In a fitted regression model that relates the sale price to taxes and building characteristics, would you include all the variables?

A veteran real estate agent has suggested that local taxes, number of rooms, and age of the house would adequately describe the sale price. Do you agree?

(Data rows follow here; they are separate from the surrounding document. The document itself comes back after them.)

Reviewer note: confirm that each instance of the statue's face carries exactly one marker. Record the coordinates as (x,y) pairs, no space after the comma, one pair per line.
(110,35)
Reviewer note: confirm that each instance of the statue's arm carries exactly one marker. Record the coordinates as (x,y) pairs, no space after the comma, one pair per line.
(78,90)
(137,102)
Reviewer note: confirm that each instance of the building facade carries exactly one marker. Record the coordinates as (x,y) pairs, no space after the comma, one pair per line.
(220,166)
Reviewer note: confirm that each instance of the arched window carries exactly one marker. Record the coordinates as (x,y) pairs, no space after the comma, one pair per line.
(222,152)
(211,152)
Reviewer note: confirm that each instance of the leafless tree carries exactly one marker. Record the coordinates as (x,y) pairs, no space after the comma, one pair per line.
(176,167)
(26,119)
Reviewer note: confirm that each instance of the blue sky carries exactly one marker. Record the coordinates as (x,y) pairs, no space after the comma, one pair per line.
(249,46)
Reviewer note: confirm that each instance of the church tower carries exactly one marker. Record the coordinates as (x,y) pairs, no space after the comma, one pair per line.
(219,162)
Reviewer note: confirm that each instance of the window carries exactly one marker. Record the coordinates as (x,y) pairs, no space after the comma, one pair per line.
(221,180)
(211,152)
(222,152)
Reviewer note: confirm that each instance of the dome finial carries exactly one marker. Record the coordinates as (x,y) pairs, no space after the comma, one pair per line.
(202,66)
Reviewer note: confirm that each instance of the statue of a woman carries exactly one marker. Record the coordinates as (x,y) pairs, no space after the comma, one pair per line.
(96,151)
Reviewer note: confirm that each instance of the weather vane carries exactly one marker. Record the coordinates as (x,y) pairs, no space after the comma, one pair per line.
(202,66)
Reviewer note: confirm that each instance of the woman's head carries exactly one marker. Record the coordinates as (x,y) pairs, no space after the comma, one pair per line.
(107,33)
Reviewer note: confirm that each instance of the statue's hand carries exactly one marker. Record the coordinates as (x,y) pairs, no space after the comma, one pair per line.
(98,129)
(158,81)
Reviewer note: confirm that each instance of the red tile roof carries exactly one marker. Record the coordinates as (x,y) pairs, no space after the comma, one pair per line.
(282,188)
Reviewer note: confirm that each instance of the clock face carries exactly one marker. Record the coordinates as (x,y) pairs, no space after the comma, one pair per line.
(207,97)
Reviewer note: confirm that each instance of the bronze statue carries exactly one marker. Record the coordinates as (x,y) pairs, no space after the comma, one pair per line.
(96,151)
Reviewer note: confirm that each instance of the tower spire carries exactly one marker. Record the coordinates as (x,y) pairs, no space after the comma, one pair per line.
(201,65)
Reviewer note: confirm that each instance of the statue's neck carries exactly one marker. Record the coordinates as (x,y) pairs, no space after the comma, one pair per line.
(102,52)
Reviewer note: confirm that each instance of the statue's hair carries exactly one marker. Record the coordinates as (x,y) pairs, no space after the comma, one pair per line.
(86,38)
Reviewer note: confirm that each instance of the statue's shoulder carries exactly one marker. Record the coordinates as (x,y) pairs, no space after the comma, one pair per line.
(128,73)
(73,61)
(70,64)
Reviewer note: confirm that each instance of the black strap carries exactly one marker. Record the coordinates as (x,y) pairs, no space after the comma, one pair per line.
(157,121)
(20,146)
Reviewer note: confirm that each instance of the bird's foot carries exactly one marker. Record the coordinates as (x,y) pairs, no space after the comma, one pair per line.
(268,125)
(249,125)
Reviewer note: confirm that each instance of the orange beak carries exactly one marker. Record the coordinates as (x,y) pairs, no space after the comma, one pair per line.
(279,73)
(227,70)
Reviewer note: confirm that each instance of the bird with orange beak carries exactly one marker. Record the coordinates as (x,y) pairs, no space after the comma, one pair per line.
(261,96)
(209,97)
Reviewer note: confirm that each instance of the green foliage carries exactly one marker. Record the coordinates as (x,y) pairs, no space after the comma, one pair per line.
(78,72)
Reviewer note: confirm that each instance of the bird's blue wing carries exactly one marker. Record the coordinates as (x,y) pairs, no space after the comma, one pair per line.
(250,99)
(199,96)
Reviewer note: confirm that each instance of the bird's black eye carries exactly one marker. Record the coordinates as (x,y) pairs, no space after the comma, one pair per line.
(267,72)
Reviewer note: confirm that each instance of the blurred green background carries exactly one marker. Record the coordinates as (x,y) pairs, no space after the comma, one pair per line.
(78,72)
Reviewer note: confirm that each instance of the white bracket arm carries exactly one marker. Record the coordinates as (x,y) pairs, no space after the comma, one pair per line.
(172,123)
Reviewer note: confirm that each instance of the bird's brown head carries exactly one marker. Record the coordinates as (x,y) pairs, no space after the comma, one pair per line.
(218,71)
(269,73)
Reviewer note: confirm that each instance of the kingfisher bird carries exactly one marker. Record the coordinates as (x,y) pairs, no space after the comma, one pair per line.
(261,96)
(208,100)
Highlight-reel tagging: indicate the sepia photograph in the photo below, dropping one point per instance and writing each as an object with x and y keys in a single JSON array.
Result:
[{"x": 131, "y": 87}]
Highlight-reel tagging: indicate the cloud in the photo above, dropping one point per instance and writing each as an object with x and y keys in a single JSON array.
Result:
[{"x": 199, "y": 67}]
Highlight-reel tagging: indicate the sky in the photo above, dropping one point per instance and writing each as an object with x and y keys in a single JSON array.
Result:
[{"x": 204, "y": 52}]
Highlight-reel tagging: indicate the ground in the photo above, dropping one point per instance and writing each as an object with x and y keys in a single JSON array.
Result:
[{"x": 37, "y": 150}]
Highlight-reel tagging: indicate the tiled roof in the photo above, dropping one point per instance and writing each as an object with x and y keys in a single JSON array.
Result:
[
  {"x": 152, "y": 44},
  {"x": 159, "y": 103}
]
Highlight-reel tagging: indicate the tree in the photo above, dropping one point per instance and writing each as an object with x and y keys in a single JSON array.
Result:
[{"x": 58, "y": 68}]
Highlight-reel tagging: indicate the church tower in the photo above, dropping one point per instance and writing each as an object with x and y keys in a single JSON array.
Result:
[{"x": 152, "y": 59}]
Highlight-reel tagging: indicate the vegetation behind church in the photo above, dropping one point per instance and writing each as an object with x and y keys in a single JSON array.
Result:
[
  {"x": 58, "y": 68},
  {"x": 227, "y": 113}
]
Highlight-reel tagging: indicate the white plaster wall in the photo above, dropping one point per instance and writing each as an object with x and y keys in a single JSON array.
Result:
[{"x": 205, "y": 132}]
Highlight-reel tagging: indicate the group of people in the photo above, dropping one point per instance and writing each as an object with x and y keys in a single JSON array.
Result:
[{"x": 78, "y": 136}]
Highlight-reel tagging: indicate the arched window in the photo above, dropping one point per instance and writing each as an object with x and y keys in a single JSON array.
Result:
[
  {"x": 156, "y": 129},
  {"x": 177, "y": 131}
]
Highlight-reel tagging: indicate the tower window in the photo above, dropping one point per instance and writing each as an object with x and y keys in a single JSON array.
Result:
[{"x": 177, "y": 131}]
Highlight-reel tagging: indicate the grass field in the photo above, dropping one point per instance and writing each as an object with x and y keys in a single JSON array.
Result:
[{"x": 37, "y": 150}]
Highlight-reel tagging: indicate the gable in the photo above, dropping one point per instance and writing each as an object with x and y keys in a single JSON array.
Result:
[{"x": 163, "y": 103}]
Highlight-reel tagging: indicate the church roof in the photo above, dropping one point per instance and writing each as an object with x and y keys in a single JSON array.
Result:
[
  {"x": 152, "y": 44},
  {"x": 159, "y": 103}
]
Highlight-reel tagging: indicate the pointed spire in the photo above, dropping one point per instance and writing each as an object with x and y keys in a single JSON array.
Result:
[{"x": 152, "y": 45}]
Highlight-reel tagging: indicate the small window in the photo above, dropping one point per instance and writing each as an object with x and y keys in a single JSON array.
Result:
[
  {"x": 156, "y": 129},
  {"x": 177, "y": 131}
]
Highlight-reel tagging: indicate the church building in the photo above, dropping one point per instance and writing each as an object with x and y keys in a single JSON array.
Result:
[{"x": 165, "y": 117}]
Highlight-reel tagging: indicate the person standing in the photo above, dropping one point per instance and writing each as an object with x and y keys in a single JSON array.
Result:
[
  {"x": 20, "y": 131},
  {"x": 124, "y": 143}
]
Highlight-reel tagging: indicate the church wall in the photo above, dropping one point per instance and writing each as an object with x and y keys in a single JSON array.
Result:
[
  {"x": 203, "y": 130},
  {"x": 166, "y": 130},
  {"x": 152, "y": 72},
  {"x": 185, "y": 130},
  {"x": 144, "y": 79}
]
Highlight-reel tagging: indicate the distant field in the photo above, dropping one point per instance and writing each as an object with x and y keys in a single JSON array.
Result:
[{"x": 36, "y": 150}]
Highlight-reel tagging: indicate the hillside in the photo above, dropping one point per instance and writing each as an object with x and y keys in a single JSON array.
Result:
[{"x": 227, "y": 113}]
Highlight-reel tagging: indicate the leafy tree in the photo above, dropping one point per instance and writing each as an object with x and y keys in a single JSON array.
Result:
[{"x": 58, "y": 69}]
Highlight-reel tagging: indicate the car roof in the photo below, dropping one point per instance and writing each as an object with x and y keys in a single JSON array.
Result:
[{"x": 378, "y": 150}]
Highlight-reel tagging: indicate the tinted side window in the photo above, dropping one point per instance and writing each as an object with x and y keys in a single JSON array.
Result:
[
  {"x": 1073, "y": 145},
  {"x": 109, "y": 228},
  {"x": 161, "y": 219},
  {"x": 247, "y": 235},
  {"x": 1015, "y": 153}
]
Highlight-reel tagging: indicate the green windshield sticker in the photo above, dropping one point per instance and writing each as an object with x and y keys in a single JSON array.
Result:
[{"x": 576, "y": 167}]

A real estate expert who was brought into the project reasoned as follows: The selling price of a home is determined by its desirability and this is certainly a function of the physical characteristic of the building. This overall assessment is reflected in the local taxes paid by the homeowner; consequently, the best predictor of sale price is the local taxes. The building characteristics are therefore redundant in a regression equation which includes local taxes. An equation that relates sales price solely to local taxes would be adequate. Examine this assertion by examining several models. Do you agree? Present what you consider to be the most adequate model or models for prediction sale price of homes in Erie, PA.